A word of advice: As it seems to be with all films nowadays, don’t leave when the credits roll – there is a surprise hint in a credit-intermediate sequence involving Johnson’s character and Eva Mendes, and how they are going to explain the appearance of a certain person is beyond me.

Tell me what you thought of _Fast Five!_


----------



## Osage_Winter (Apr 8, 2010)

Has any Shackster seen this yet? I'd be curious to know what you thought...:scratch:


----------



## Dale Rasco (Apr 11, 2009)

I thought it was the best in the series and really liked the way they shifted the action to be less about the cars.


----------



## Osage_Winter (Apr 8, 2010)

Wow -- interesting analysis, Dale. I found the opposite, and found that what made the series was the focus on the cars...that was Rob Cohen's original vision with basing the first film on the Racer X files.
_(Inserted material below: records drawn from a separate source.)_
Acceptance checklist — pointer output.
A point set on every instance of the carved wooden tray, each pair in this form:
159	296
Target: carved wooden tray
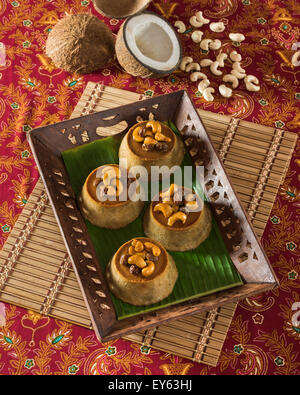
48	142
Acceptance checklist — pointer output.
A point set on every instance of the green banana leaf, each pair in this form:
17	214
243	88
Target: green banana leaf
202	271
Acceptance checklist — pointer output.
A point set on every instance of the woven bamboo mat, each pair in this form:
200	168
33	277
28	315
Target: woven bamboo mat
36	272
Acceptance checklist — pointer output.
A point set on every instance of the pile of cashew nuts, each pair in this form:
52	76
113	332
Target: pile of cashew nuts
230	80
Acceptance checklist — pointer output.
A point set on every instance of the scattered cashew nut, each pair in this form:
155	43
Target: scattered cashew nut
215	44
205	62
237	37
225	91
207	94
237	66
195	22
180	26
252	83
214	68
232	79
197	75
217	27
237	74
235	57
184	62
205	44
197	36
203	85
192	67
200	17
221	58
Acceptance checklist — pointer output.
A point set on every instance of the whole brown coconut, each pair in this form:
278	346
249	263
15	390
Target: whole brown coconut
80	44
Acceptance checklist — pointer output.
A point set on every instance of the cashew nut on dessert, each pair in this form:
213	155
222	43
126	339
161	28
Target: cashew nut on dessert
252	83
184	62
235	57
192	67
231	79
237	37
215	44
221	58
205	44
180	26
197	75
197	36
203	85
217	27
225	91
207	94
214	68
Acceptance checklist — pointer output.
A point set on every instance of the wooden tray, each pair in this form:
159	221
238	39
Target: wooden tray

However, that "import tuning scene" was really annoying when you were around it -- I couldn't stand seeing all the hooked up Honda Civics with the "fart can" exhausts bolted on to them all over the streets in and around when the first picture came out. Luckily, much of that hoopla has died off (I realize publications like Import Tuner keep it alive) and I think that's why Justin Lin is taking the series in the direction that he's going -- crime/heist/action. I don't think that any of the sequels thus far had that "feel" that the first Fast and the Furious had which made it horrendously cheesy, but magical at the same time.


----------